We are in Hilbert space $L^2$ we are given a subspace of dimension K as $$ V=\{ g_k,1 \le k \le K \} $$ everything that folows is defined on $V$
we define map $$ x \mapsto Q(x):= \sum_{k=1}^{K} |\langle x,g_k \rangle|^2$$ how can i show that this map defines positive definite quadratic form ?

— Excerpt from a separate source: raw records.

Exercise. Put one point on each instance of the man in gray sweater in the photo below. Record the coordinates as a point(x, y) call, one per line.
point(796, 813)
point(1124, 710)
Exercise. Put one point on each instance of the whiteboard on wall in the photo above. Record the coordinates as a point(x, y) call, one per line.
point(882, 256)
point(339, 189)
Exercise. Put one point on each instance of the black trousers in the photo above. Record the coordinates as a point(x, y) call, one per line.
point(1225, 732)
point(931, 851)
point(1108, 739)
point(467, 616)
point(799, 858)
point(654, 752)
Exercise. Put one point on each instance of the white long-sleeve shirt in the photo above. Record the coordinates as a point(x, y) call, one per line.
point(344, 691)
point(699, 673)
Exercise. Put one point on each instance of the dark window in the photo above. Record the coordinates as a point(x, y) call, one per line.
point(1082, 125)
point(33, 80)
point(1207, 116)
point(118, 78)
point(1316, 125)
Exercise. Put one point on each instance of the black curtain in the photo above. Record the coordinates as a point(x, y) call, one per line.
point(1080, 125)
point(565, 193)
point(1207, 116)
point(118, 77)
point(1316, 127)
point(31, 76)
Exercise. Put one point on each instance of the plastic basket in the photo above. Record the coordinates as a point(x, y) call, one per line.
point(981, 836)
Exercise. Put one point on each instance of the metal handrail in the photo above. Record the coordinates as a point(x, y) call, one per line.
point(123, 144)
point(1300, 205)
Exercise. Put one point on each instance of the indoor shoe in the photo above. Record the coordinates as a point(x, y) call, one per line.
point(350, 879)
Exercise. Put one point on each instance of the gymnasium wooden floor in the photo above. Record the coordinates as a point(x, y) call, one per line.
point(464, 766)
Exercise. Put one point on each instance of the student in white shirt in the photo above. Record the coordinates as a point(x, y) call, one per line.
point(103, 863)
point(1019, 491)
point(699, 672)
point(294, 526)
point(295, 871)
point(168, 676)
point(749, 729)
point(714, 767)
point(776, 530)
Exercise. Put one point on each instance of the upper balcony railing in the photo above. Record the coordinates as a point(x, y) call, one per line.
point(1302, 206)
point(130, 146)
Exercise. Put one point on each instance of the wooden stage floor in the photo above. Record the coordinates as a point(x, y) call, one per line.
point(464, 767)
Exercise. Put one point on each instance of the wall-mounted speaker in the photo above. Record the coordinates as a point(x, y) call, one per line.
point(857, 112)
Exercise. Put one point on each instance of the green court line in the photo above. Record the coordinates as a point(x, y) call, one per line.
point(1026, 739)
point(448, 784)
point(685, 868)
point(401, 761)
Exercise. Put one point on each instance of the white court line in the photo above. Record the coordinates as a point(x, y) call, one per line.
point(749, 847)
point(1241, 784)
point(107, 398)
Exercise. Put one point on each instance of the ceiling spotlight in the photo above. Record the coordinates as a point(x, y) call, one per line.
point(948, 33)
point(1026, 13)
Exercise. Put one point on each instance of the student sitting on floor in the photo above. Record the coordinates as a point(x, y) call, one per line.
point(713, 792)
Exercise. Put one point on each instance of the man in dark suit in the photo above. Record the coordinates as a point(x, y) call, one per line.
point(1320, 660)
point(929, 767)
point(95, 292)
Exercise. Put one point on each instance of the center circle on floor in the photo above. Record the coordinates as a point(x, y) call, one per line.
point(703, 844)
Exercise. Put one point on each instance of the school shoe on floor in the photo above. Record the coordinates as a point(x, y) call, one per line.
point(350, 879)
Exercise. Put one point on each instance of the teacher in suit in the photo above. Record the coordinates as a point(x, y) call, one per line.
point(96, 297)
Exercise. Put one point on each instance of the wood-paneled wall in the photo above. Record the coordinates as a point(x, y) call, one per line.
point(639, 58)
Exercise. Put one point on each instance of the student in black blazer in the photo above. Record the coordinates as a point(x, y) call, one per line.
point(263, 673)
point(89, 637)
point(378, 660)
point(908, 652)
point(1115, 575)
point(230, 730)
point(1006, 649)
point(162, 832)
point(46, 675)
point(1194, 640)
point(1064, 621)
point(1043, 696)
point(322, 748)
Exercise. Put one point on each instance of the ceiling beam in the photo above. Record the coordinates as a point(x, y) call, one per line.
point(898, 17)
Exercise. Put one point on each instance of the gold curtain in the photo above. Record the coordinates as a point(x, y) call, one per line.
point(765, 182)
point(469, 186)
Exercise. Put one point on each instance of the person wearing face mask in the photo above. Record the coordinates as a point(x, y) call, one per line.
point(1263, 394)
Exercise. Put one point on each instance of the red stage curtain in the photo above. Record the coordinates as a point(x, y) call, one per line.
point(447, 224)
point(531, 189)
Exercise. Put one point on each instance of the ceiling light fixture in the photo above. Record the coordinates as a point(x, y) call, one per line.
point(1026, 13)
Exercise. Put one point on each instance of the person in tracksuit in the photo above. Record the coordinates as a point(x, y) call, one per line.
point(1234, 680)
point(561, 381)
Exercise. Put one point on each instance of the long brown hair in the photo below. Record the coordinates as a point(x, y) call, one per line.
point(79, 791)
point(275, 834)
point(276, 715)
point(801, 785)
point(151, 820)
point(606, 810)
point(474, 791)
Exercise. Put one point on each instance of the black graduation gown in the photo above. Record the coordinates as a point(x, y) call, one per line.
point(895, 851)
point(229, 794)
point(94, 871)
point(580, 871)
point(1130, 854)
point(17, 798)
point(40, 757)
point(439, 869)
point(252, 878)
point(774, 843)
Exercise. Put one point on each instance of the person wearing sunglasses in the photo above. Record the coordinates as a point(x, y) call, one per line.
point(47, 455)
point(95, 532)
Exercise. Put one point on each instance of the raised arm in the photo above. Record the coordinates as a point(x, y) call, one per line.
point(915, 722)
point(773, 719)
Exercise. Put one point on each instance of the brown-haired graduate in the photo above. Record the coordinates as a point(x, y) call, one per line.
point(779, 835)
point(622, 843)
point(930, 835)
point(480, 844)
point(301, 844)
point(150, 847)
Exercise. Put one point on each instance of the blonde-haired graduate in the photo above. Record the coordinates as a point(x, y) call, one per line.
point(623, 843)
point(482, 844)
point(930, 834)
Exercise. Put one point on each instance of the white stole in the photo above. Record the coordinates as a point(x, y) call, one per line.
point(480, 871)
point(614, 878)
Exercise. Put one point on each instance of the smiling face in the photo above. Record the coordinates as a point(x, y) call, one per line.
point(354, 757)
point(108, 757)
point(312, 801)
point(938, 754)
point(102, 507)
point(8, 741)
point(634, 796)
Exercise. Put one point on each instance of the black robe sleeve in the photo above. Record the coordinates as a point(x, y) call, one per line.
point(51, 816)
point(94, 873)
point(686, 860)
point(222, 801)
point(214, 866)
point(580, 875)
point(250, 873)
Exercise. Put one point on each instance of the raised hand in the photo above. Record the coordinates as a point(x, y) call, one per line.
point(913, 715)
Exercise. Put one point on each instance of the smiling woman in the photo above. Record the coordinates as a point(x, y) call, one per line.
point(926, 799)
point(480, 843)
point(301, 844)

We are also given that eigenvalues of Gram matrix $G=(\langle g_k,g_l \rangle)_{k,l} $ of family $(g_k)_{k=1}^{K}$ ( its linear independent family) lie in interval $[A,B]$ ($A>0$)
how can i show that
$$ A\|x \|^2 \le Q(x) \le B \| x \|^2$$
First check, that $Q^{\frac{1}{2}}$ is a norm. The triangle inequality needs some calculation (... $Q(x+y)=\sum_{k=1}^K |<x,g_k>|^2+2Re<x,g_k>\overline {<y,g_k>} +|<y,g_k>|^2$ and $(\sum_{k=1}^K Re<x,g_k>\overline {<y,g_k>})^2\leq\sum_{k=1}^K|<x,g_k>|^2\sum_{k=1}^K|<y,g_k>|^2$, which follows from Cauchy Schwartz). The same calculation yields $Q(x+y)+Q(x-y)=2(Q(x)+Q(y))$, the parallelogram identity. Thus $Q$ is a quadratic form. For every $x\in V$ there are unique $x_1,...,x_K\in\mathbb{C}$ such that $x=\sum_{l=1}^Kx_lg_l$ . Then $Q(x)=\sum_{k,l,m=1}^Kx_l\overline{x_m}<g_l,g_k>\overline{<g_m,g_k>}$ and if $G$ is the operator on $V$, that belongs to the Gram matrix ,then $Gx=\sum_{k,l=1}^Kx_l<g_k,g_l>g_k$ and $<Gx,x>=\sum_{k,l,m=1}^K x_l\overline{x_m}<g_k,g_l><g_k,g_m>$ For the Rayleigh quotient $\frac{|<Gx,x>|}{<x,x>} $it is known by the min max theorem, that $A\leq\frac{|<Gx,x>|}{<x,x>}\leq B$.